Sezon Formuły 1 jeszcze na dobre się nie rozpoczął, ale większość zespołu już musi układać sobie plany związane na kolejny rok. Wszystko ze względu na ogromne zmiany w przepisach, która sprawią, że rywalizaca powinna nabrać nowych rumieńców.
Szef zespołu Ferrari nie wyklucza, że rozwój modelu SF1000 może zostać porzucony bardzo szybko.

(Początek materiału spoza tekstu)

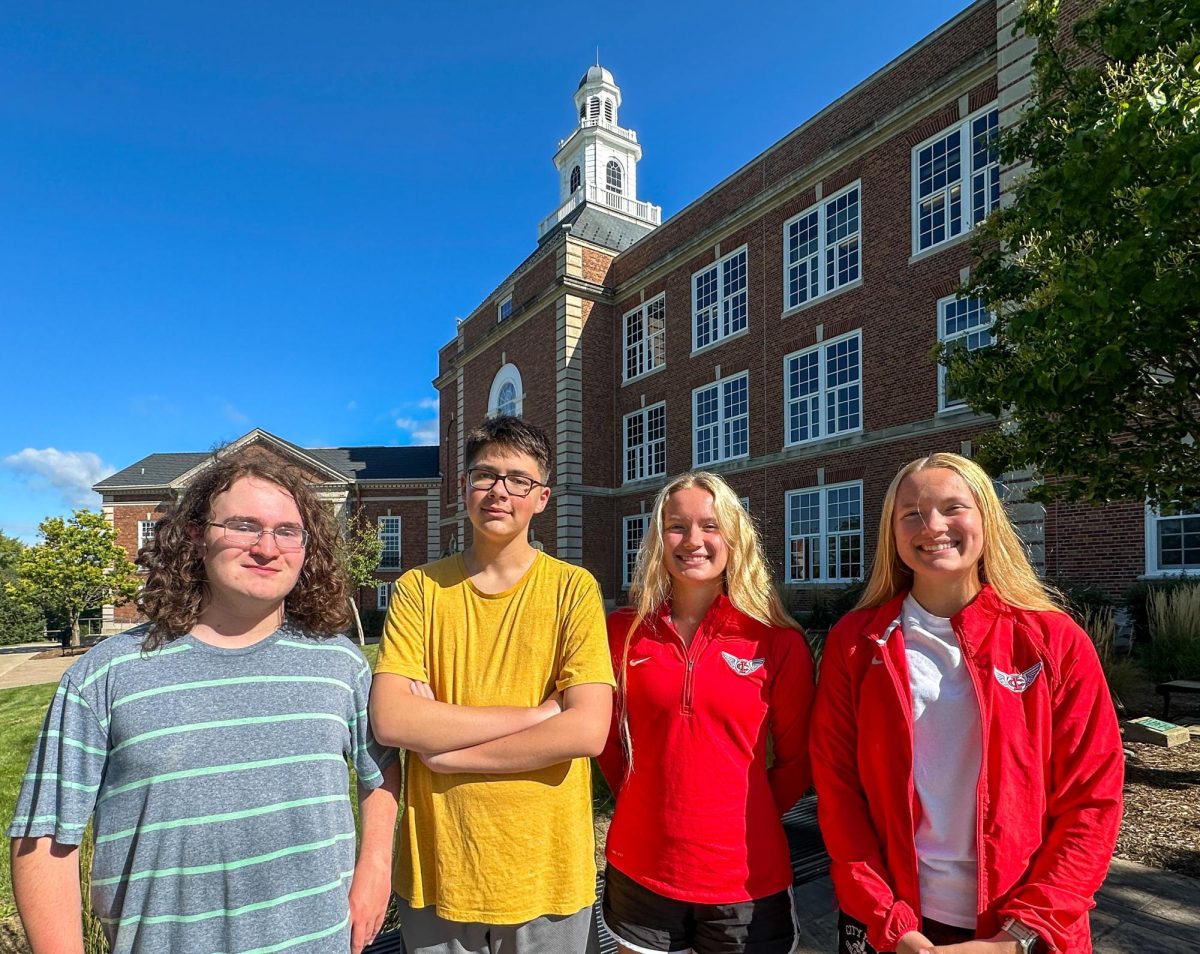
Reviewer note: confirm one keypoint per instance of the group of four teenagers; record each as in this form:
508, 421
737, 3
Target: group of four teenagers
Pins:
960, 738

Jeżeli okaże się, że Vettel i Leclerc nie będą w stanie walczyć o mistrzostwo świata, wówczas cała uwaga zostanie skupiona na pracach związanych z zupełnie nowym bolidem.
Mattia Binotto: Jak bardzo nadrabianie strat w 2020 roku wpłynie na model na sezon 2021? To dobre pytanie. Uważam, że jest to kompromis, który należy znaleźć. Jesteśmy na bardzo wczesnym etapie sezonu i nie można go w całości poświęcić. Na samym starcie zamierzamy jak najmocniej naciskać, ponieważ będzie to czas na zrozumienie samochodu oraz jego słabych stron. Mam nadzieję, że będziemy mogli je wskazać jak najwcześniej.
Na tę chwilę jednak nikt nie myśli o tym, aby składać broń na starcie i wszyscy z niecierpliwością czekają, aż zgasną wszystkie czerwone światła.
Mattia Binotto: Jeżeli po kilku wyścigach dostrzegę oraz zrozumiem, że nasza strata jest zbyt duża, wówczas być może rozważymy inny scenariusz. Mimo to teraz jest zbyt wcześnie. To było tylko kilka dni testów. Są rzeczy, którymi możemy zająć się w samochodzie, być może już wkrótce. W tej chwili zamierzamy realizować nasz plan, który zakłada sezony 2020 oraz 2021.